Véspera de Natal - I . Observatório


Miguel olhou para o planeta lá embaixo.
Sua expressão era de determinação, curiosamente misturada com dor.
Gabriel postava-se ao seu lado. 
Cenho franzido. 
-Isso é mesmo necessário, mestre? 
-Você não tem ideia do quanto, Gabriel. 
-Mas... Mas... Você vai morrer lá! 
-Exatamente. 
Gabriel parecia indignado. 
Os seus olhos marejaram. 
Ele lembrou-se na primeira vez que chorou. 
Estava sentado observando um dos seus melhores amigos acusar o Pai de injustiça. Até aquele dia ele não tinha se dado conta do que estava acontecendo. Então percebeu. 
Ali era o fim da paz, da harmonia. Lúcifer, que fora seu modelo de anjo durante anos, estava se rebelando. Estava se separando da família. 
Pela primeira vez, Gabriel havia experimentado algo que viria a sentir com frequência: tristeza. 
Agora ele respirava ofegante, triste e frustrado enquanto contemplava o pequeno planeta Terra perdido na imensidão escura do Universo.

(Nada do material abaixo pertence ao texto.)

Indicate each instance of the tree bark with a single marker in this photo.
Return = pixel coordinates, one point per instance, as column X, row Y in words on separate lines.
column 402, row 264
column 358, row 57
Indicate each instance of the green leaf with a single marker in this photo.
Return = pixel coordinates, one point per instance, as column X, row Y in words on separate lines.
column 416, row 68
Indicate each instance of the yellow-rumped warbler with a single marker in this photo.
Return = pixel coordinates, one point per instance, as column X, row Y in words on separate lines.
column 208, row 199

-Mas você é Deus! Não pode simplesmente... Morrer!
-É aí que está... Eu posso. E vou.  É a única maneira. 
-Eles valem tudo isso realmente? Digo, veja o que fizeram a todos os profetas que você enviou... 
Miguel sorriu. 
-Não é a questão de quanto eles valem, Gabriel. É de quanto nós os amamos. E eu amo especialmente aquele planeta. Tanto amo que eu vou morar lá por um tempo, e depois de tudo, então poderá dizer o que valem: valerão meu sangue.

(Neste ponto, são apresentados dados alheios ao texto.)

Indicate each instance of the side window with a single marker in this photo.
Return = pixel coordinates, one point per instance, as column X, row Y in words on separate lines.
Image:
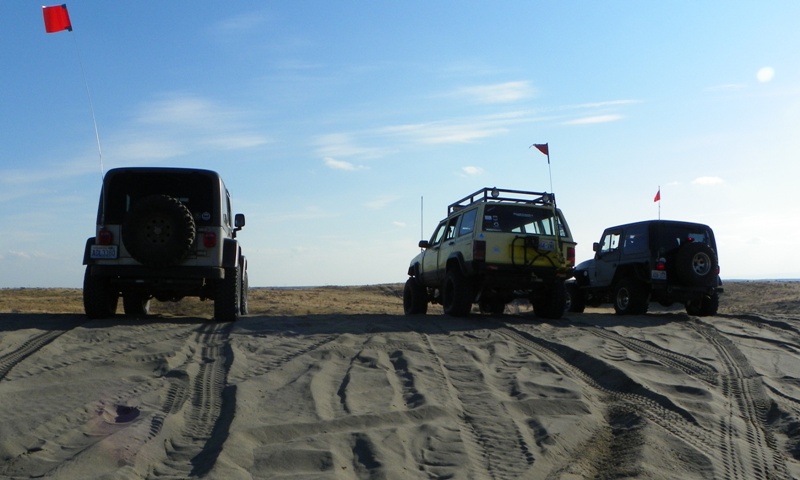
column 468, row 222
column 636, row 239
column 450, row 230
column 610, row 242
column 436, row 239
column 227, row 219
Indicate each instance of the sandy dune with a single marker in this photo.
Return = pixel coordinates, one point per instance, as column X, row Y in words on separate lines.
column 336, row 383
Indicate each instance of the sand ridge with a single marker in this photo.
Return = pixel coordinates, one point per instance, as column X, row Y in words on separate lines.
column 334, row 382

-Você sabia desde o início, não sabia? 

-Sim...
-Por que não... 

-Impedi? Destruí? Eu sei que você se lembra do que Lúcifer me acusou ao tentar usurpar meu trono. Eu fui acusado de ser tirano, egoísta, carrasco. Fui acusado de governar como se fosse um titã da mitologia grega. Mas você sabe que não é verdade, não é, Gabriel? 

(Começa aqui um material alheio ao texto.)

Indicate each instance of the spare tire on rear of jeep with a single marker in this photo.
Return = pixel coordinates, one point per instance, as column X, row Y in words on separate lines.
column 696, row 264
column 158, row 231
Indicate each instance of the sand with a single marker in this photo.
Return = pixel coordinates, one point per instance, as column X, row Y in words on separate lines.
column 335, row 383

-Sei, sim, Senhor! Sua essência é amor e bondade. 
-Ele ainda me acusa perante a humanidade... É hora de mostrar a verdade. Mostrar a face do Pai a eles. Mostrar quem eu realmente sou. E mais do que isso, mostrar a ELES quem eles realmente são... 
Gabriel franziu o cenho e olhou para o rosto de Miguel. 
O semblante mais belo que Gabriel já havia visto, prestes a perder toda aquela beleza, tudo isso para salvar a eles... Aqueles nos quais não havia nada de bom a ser apreciado... Aqueles que matavam, roubavam, desobedeciam. Não entendia. 
-E quem são eles, Senhor? 
Miguel lançou um olhar tão amoroso para o planeta sujo que Gabriel ficou envergonhado. 
-Quem são eles? Eles são meus filhos perdidos. E eu estou indo encontrá-los de novo...
Gabriel olhou novamente para o pequeno planeta e pensou se eles faziam alguma ideia de que estavam para receber, vestido como um deles, o próprio Criador.